TraceLab, a University of Washington project, released a public dataset for studying coding agents as real serving workloads. The project site says the public pool contains 4,265 sessions, 357,161 agent steps, 432,510 tool calls, 54.9 billion input tokens, 52.6 billion cached-read tokens, and 186.9 million output tokens across Claude Code and Codex traces.
That makes it a different kind of coding-agent artifact from a benchmark. A benchmark asks whether an agent solved a task. TraceLab asks what agent workloads look like when people actually use them: how long sessions run, how many tools are called, how much context is reused, how latency behaves, and where serving systems spend work.
The arXiv paper, published June 29, says the dataset comes from roughly 4,300 coding-agent sessions with about 350,000 LLM steps and 430,000 tool calls. The public site gives the more exact pool counts.
Coding agents are weird serving workloads
Most LLM serving optimization was shaped around request-response traffic. A user sends a prompt, the model returns an answer, and the system tries to reduce latency and cost for that exchange.
Coding agents behave differently. They run loops. They read files, edit files, run tools, inspect results, and continue. They can accumulate long contexts while producing relatively short outputs. They can pause around human timing. They can trigger many small tool calls instead of a single clean response.
TraceLab’s paper says coding-agent workloads feature long autonomous loops, long contexts with short outputs, diverse and heavy-tailed tool calls, and high but imperfect prefix-cache hit rates. Those details matter because each one points to a different systems problem.

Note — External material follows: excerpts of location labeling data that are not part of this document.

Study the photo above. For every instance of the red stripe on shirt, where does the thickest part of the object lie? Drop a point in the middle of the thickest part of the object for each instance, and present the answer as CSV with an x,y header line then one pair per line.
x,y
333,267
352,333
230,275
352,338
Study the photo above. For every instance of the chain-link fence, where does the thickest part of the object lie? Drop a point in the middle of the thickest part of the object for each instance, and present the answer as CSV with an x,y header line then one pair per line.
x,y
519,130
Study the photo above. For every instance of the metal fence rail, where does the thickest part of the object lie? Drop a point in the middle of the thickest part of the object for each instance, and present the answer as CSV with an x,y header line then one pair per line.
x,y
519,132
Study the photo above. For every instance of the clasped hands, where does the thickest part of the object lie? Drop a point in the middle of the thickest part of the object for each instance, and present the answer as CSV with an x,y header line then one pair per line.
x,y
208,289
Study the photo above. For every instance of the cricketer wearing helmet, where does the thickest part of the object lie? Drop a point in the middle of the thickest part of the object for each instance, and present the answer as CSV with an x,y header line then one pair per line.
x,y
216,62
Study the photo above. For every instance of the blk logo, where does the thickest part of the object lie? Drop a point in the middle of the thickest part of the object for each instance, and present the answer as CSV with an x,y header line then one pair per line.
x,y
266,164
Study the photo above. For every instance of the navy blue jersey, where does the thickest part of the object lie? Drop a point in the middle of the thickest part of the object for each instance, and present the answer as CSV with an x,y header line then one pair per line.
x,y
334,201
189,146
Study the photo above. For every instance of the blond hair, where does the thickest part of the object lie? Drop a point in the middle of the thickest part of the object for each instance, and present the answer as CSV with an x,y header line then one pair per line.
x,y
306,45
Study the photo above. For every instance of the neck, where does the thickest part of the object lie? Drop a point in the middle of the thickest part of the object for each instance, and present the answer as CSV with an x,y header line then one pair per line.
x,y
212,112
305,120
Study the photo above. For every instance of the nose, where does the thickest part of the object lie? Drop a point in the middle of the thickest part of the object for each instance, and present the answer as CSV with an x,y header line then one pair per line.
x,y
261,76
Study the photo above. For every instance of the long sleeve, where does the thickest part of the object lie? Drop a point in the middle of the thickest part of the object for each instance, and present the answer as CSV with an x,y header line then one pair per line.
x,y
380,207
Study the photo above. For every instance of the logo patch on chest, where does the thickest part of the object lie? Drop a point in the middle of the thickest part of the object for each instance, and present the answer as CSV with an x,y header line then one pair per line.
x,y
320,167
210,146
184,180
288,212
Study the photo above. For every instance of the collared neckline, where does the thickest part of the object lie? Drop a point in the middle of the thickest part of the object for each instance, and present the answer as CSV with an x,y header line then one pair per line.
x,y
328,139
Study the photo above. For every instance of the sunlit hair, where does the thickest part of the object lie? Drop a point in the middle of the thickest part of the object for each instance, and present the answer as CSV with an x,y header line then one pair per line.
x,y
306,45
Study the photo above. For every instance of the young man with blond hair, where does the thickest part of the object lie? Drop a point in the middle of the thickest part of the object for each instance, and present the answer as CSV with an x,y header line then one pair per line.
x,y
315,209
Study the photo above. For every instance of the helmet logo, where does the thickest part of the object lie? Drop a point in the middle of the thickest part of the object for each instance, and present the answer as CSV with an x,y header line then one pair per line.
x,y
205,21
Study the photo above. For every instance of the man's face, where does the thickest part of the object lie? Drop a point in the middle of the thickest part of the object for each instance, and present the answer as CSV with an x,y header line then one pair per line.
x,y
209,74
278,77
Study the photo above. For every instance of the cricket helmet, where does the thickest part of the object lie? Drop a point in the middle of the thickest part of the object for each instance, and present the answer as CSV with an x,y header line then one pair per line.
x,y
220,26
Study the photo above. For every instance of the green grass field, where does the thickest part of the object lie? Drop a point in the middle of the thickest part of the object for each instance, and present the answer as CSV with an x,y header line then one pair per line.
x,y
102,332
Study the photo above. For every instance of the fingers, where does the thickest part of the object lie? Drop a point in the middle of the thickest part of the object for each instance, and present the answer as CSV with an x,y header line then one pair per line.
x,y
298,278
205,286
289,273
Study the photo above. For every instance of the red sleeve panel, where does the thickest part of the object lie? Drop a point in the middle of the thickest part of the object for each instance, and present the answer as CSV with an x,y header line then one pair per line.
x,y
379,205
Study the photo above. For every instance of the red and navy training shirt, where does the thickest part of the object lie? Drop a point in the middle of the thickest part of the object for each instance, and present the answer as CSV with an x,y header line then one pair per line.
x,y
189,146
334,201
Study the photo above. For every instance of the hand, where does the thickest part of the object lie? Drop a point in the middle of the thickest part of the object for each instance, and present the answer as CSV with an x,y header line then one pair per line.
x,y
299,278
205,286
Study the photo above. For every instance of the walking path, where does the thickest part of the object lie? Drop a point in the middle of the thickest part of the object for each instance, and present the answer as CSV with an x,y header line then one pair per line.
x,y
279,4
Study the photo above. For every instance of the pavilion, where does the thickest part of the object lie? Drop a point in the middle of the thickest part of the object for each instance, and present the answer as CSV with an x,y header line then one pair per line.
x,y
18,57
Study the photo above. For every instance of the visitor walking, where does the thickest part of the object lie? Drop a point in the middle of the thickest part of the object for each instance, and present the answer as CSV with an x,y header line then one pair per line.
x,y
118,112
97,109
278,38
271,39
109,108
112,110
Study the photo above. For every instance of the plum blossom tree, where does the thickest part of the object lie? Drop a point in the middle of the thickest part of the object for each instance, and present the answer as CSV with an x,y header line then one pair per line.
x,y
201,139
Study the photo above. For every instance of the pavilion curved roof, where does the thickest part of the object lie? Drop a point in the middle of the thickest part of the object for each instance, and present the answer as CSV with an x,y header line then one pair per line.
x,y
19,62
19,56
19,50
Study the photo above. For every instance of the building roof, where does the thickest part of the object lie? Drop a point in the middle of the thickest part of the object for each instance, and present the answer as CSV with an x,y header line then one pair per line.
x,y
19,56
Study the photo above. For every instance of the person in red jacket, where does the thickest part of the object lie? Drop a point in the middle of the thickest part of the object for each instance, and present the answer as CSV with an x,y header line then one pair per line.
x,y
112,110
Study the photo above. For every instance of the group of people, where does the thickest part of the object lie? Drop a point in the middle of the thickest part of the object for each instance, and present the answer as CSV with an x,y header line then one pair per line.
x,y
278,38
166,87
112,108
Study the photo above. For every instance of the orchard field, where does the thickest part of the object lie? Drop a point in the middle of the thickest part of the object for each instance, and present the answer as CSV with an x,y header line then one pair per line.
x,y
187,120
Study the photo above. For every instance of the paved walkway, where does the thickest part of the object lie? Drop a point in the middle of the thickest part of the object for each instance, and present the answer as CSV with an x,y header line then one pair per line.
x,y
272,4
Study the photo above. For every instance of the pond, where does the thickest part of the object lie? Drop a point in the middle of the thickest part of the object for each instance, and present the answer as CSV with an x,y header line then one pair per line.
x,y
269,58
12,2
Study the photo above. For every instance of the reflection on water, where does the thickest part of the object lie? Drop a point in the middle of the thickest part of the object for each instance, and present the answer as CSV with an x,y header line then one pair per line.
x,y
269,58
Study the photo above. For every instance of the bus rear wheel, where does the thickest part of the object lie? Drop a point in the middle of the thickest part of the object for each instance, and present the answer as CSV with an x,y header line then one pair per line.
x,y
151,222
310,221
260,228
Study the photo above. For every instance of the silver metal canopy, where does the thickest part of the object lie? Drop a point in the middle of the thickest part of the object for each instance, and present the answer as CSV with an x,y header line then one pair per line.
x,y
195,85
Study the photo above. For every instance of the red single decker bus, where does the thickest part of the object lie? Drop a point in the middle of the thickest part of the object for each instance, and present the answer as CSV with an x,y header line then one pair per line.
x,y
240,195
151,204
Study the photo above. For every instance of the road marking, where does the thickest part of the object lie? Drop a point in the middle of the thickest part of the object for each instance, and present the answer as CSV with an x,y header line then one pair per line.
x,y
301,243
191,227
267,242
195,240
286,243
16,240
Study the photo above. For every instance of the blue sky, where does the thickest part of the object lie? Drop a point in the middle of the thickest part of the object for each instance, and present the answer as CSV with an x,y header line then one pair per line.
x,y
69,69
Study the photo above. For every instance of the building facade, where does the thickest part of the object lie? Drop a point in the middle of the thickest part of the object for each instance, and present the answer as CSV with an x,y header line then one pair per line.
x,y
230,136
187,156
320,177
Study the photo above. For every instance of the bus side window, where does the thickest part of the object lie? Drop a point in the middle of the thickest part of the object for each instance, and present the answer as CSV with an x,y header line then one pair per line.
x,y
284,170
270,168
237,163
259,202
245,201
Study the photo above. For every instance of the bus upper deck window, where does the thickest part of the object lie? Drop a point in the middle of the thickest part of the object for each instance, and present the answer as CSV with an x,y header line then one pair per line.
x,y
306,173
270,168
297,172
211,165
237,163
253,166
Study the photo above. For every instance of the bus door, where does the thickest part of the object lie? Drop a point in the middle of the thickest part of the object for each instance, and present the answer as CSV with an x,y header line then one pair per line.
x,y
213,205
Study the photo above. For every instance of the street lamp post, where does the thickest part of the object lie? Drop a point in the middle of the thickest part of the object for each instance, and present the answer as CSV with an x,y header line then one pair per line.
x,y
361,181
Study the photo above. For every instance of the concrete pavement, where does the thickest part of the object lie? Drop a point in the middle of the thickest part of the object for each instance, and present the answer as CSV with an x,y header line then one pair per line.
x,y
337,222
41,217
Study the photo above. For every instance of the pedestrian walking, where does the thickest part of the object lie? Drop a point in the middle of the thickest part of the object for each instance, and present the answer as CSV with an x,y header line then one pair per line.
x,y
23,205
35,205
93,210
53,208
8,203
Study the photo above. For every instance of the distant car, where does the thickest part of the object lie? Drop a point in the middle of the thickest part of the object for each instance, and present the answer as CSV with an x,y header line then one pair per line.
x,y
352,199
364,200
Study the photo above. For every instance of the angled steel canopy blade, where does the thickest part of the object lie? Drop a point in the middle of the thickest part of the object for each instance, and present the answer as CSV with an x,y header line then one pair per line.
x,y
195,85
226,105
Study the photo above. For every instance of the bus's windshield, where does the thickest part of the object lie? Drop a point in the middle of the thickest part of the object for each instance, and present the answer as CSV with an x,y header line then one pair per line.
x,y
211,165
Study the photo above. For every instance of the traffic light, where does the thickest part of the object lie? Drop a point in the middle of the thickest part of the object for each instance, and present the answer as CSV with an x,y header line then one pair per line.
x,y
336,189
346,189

Long contexts stress prefill. Short outputs change the balance between prefill and decode. Tool calls add overhead and create latency that is not only model time. Cache behavior becomes central because agents repeatedly reuse large parts of prior context while appending new observations.
The cache numbers explain the economics
The project site’s snapshot lists 54.9 billion total input tokens and 52.6 billion cached-read tokens. That ratio shows why prefix caching is not a nice-to-have for agent systems. It is part of the cost and latency story.
But the paper also says cache hit rates are high but imperfect. That is the hard part. If every step reused context perfectly, serving optimization would be straightforward. In real sessions, users interrupt, agents branch, tools return new data, and context changes shape.
TraceLab points to several optimization opportunities: lower-overhead tool calling, append-length-aware prefill, semantic-aware tool-latency prediction, and better KV-cache management around human-paced gaps.
Those are infrastructure problems, not prompt-engineering problems. They matter to labs, cloud providers, IDE vendors, and teams building agent platforms because coding agents can look efficient in a demo and still be expensive or slow at scale.
The split is also useful
The public site says 140,338 agent steps came from Claude and 216,823 from Codex, a 39% to 61% split in the public pool. The project should not be read as a market-share dataset. It reflects the contributors and collection process, not the entire coding-agent world.
It is still useful because it covers two major agent families and exposes enough structure for systems research. Real traces let researchers ask questions that synthetic task suites cannot answer cleanly: how often agents call tools, how much context they carry forward, where latency clusters, and which parts of a session look predictable.
That is the practical value of TraceLab. It does not tell a team which coding agent to buy. It gives infrastructure builders a sharper picture of what they have to serve when coding agents become a daily workflow instead of a novelty.